This post looks much longer than it really is. It’s about editing, or sorting, your pictures. Sometimes, if you’re me, you shoot a lot of frames of one subject. In today’s example, I shot 124 frames over 25 minutes (nowhere near a personal record) at Quan Chuong City Gate in Hanoi. I’d seen the gate as we drove past, and I knew there was photography to be had there, and I also knew that it would be an editing challenge, as I needed the right balance of getting a sense of place, a feeling for the excitement and crowdedness, and that spark that tells me “this is your photograph.” I’m going to show you my editing process a little bit.
First, I’m going to show you the 34 of 124 that I thought were worth looking at twice.
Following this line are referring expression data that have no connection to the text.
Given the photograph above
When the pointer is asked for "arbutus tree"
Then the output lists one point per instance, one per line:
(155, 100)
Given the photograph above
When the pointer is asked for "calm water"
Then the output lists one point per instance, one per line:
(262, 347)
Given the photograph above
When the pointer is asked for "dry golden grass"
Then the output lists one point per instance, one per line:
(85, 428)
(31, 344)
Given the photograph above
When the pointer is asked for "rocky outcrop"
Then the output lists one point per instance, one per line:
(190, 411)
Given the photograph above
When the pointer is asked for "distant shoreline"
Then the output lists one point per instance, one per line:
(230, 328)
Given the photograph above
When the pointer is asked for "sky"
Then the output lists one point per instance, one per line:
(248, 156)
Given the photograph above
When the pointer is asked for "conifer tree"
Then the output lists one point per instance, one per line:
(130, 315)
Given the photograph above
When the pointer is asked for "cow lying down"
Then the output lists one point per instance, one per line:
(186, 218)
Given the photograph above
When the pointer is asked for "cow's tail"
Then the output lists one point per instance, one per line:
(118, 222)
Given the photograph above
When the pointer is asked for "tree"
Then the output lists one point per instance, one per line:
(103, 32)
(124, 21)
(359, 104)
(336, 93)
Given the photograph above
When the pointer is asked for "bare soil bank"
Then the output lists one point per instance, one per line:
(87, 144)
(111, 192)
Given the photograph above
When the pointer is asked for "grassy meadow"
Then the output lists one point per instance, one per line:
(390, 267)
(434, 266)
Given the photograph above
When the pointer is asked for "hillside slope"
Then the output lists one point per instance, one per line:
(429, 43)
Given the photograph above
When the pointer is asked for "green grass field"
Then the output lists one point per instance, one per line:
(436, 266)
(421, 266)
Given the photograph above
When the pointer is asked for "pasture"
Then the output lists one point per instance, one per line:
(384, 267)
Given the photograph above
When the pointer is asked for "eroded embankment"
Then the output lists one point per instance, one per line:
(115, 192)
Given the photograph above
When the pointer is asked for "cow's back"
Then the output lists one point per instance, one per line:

To get to this point, I needed a nice composition, a sense of motion and hopefully an interesting character to make the star of the photo. In the other 90 pictures, the sense of motion was too vague, or there wasn’t a central character, or the composition was bad. Also, it has taken me longer to write these two paragraphs than to get to the 34 pictures. It’s a very fast process of saying, “Yes, no, no, no, maybe, maybe, yes, no, no, no, no, no, maybe,” and in Lightroom’s Library view, I have one finger on the 2 key, and one finger on the right arrow key. If it’s a yes or a maybe, it gets a two. If it’s a no, I skip it and move to the next.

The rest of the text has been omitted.